That’s the story that the series spent a series more or less deliberately kiboshing, the story that they presented, then pulled back from, saying no, it’s too easy. That’s the story that took them four seasons to get around to, and what makes it worse is that the opening seasons even explicitly said that it wasn’t true.

There’s this turn of phrase, Finding the story in writing it, where you don’t know what a story is going to do, or where it winds up, but you have a premise so you go for it and you make it up as you go along and see what the story shows at the end. This works out okay for books, because they’re easy and cheap to revise and really badly for movies, because you often need to have a few thousand people involved in making an extra thirty seconds of someone scratching their butt.

In the case of Blacklist, they didn’t seem to have a clear image of what they were making in mind until they were halfway through. Then they had the arc of what a season had to do, and then they made that happen, outlining the shape of a mystery.

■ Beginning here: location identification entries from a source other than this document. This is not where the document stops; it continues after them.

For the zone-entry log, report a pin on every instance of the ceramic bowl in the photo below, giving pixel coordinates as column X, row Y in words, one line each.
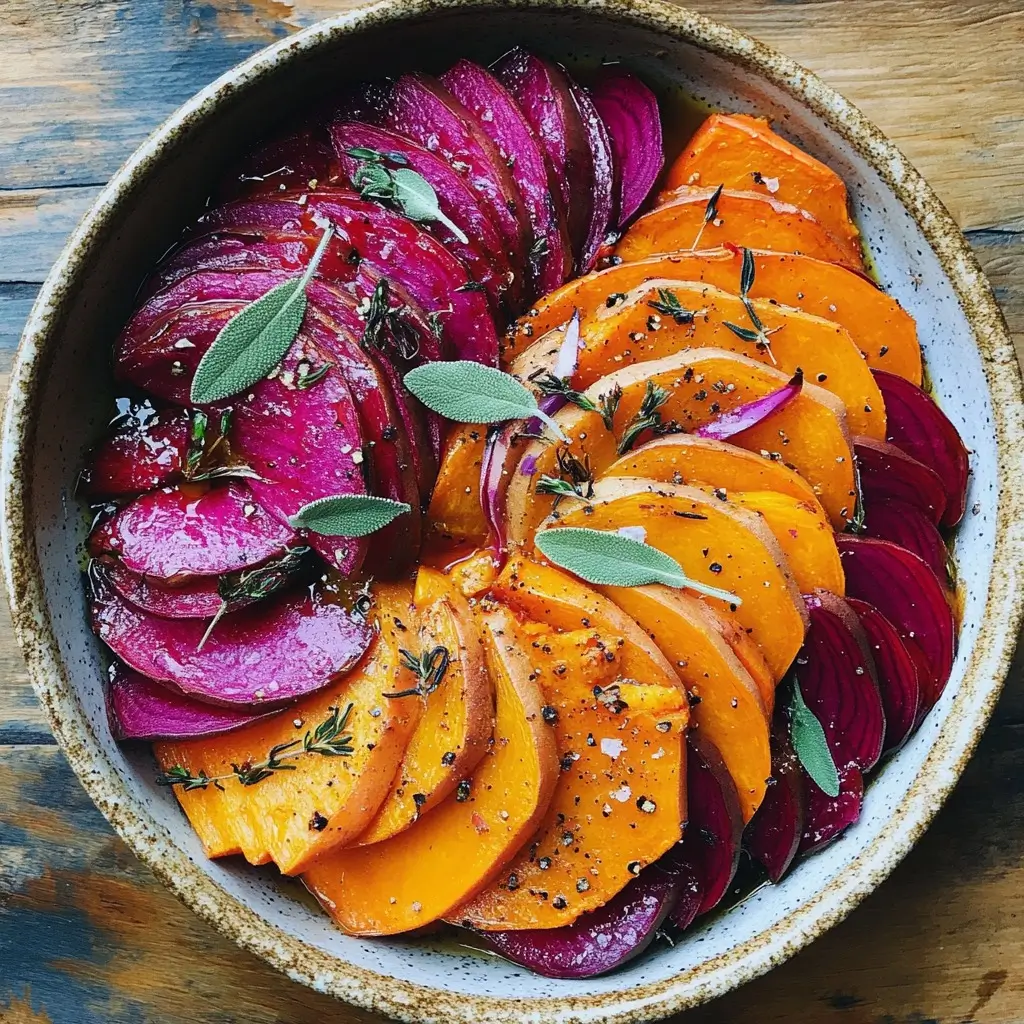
column 59, row 395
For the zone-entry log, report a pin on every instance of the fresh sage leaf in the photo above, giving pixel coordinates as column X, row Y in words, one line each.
column 256, row 338
column 612, row 559
column 348, row 515
column 810, row 743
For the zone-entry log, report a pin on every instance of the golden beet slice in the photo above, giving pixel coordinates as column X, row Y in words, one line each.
column 621, row 798
column 293, row 816
column 449, row 855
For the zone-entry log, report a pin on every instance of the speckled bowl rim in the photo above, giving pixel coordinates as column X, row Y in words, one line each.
column 306, row 964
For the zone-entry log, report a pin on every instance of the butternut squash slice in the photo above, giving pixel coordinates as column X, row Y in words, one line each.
column 881, row 328
column 421, row 875
column 741, row 152
column 459, row 715
column 715, row 543
column 621, row 798
column 744, row 218
column 726, row 704
column 293, row 816
column 635, row 330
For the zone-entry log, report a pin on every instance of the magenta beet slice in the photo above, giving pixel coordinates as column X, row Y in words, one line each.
column 630, row 112
column 146, row 450
column 889, row 473
column 542, row 90
column 141, row 709
column 826, row 817
column 896, row 672
column 902, row 587
column 421, row 109
column 599, row 941
column 270, row 652
column 602, row 207
column 773, row 835
column 503, row 121
column 193, row 530
column 482, row 251
column 915, row 424
column 837, row 679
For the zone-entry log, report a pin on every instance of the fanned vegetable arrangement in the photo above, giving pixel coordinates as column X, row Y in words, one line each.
column 489, row 494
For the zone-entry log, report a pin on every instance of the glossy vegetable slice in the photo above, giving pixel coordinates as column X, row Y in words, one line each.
column 424, row 872
column 292, row 817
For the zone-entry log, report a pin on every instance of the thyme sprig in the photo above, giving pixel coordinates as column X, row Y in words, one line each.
column 328, row 739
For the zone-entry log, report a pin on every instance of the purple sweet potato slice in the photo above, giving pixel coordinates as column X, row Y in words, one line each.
column 193, row 529
column 902, row 587
column 837, row 679
column 271, row 652
column 896, row 672
column 887, row 472
column 421, row 109
column 630, row 112
column 599, row 941
column 503, row 121
column 602, row 207
column 543, row 93
column 141, row 709
column 915, row 424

But each mystery lacked for something it was about, and when they were completely exhausted, they had only one option left: Go back to the plot they’d already thrown away, and say oh it was this.

I don’t have special insight into this, by the way. This is me interpreting the text based on the text; it projects a lot of incoherence and inconsistency, which means that I’m jerked from considering the diegesis and start considering the meta – this is work that’s full of continuity nods, suggesting they want you to pay attention, but then breaks continuity on some of its most basic features. How basic?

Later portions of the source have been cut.